Git Mailing List Archive on lore.kernel.org
 help / color / Atom feed
From: Derrick Stolee <stolee@gmail.com>
To: Abhishek Kumar via GitGitGadget <gitgitgadget@gmail.com>,
	git@vger.kernel.org
Cc: "Jakub Narębski" <jnareb@gmail.com>,
	"Taylor Blau" <me@ttaylorr.com>,
	"Abhishek Kumar" <abhishekkumar8222@gmail.com>
Subject: Re: [PATCH v2 05/10] commit-graph: implement generation data chunk
Date: Mon, 10 Aug 2020 12:28:10 -0400
Message-ID: <aee0ae56-3395-6848-d573-27a318d72755@gmail.com> (raw)
In-Reply-To: <cb797e20d79e9dcd3e0b953e0db3ed1defb9aa7c.1596941625.git.gitgitgadget@gmail.com>

On 8/8/2020 10:53 PM, Abhishek Kumar via GitGitGadget wrote:
> From: Abhishek Kumar <abhishekkumar8222@gmail.com>
> 
> As discovered by Ævar, we cannot increment graph version to
> distinguish between generation numbers v1 and v2 [1]. Thus, one of
> pre-requistes before implementing generation number was to distinguish
> between graph versions in a backwards compatible manner.
> 
> We are going to introduce a new chunk called Generation Data chunk (or
> GDAT). GDAT stores generation number v2 (and any subsequent versions),
> whereas CDAT will still store topological level.
> 
> Old Git does not understand GDAT chunk and would ignore it, reading
> topological levels from CDAT. New Git can parse GDAT and take advantage
> of newer generation numbers, falling back to topological levels when
> GDAT chunk is missing (as it would happen with a commit graph written
> by old Git).

There is a philosophical problem with this patch, and I'm not sure
about the right way to fix it, or if there really is a problem at all.
At minimum, the commit message needs to be improved to make the issue
clear:

This version of the chunk does not store corrected commit date offsets!

This commit add a chunk named "GDAT" and fills it with topological
levels. This is _different_ than the intended final format.

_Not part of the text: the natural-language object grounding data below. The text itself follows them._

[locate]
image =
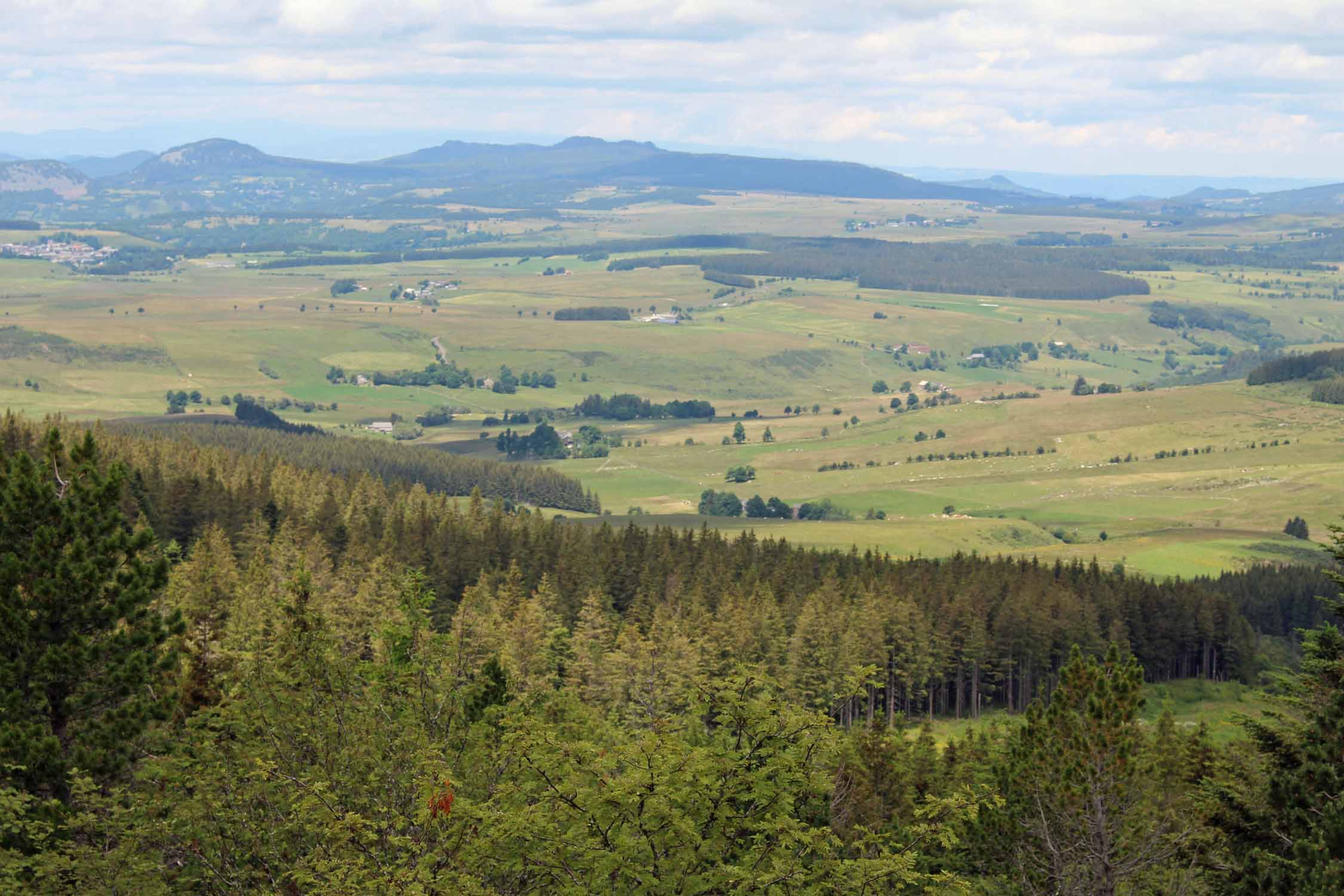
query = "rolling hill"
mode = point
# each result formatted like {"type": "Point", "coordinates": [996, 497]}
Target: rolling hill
{"type": "Point", "coordinates": [42, 176]}
{"type": "Point", "coordinates": [550, 171]}
{"type": "Point", "coordinates": [1327, 199]}
{"type": "Point", "coordinates": [1002, 185]}
{"type": "Point", "coordinates": [589, 160]}
{"type": "Point", "coordinates": [108, 165]}
{"type": "Point", "coordinates": [225, 159]}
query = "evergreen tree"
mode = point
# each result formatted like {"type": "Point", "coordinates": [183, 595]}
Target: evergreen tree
{"type": "Point", "coordinates": [1287, 834]}
{"type": "Point", "coordinates": [1078, 796]}
{"type": "Point", "coordinates": [82, 648]}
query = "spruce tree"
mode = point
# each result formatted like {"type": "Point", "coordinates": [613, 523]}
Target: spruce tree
{"type": "Point", "coordinates": [84, 652]}
{"type": "Point", "coordinates": [1287, 834]}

For that
reason, the commit-graph-format.txt document is not updated.

The reason I say this is a "philosophical" problem is that this patch
introduces a version of Git that has a different interpretation of the
GDAT chunk than the version presented two patches later. While this
version would never be released, it still exists in history and could
present difficulty if someone were to bisect on an issue with the GDAT
chunk (using external data, not data produced by the compiled binary
at that version).

The justification for this commit the way you did it is clear: there
is a lot of test fallout to just including a new chunk. The question
is whether it is enough to justify this "dummy" implementation for
now?

The tricky bit is the series of three patches starting with this
one.

1. The next patch "commit-graph: return 64-bit generation number" can
   be reordered to be before this patch, no problem. I don't think
   there will be any text conflicts _except_ inside the
   write_graph_chunk_generation_data() method introduced here.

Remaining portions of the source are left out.